Rongen failed an easy “Bradley” test last night, and his kids will suffer for it. They won’t garner the international tournament experience that can be critical to early success down the road. Anyone who has followed the careers of Landon Donovan and his age-group colleagues would readily tell you how valuable there U-20 experiences were to their success, particularly at the 2002 World Cup, where none of them seemed particularly overwhelmed by the moment. These kids have lost their first chance at that type of experience. One opportunity (the 2012 London Olympics) remains. While it is true that Rongen would not have guided them in that venture, it is time to find a manager to guide the next group that will pass “Bradley tests.” Who that should be is a different question.
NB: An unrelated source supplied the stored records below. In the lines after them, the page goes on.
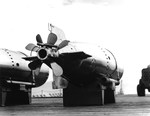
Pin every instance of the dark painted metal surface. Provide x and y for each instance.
(127, 105)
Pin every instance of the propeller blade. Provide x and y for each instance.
(32, 47)
(35, 64)
(63, 44)
(75, 55)
(37, 71)
(57, 70)
(52, 38)
(30, 58)
(39, 39)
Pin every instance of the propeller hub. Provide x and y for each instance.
(42, 54)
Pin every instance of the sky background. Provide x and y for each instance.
(122, 26)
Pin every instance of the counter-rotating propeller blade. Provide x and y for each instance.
(46, 53)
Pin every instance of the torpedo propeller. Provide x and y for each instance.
(46, 53)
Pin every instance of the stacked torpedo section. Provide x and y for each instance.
(88, 74)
It will NOT be Jason Kreis—his Real Salt Lake reign is far too successful and that job would and should be viewed as a demotion. Kreis is on the short-list to replace Bob when the time for that comes. Suggesting other names would be self-serving and only wild speculation—and that’s not for this column. That said, one figure who should have a say, given how well development is going for the Federation despite this result, is technical director Claudio Reyna. Reyna is doing a terrific job, and the various individual skill on display the last week and a half in Guatemala vindicates that argument. Reyna would probably be a good place to start when seeking out a replacement. And a replacement is wholly necessary. Abject failures like last evening will not do. As wonderful as Rongen’s teams have been to watch—there is a longing for consistent results, particularly when those results are essential and those results are more than attainable. There’s a longing for a gaffer capable of beating who he ought to beat with impunity. There is a longing, in a lot of ways, for Bob Bradley.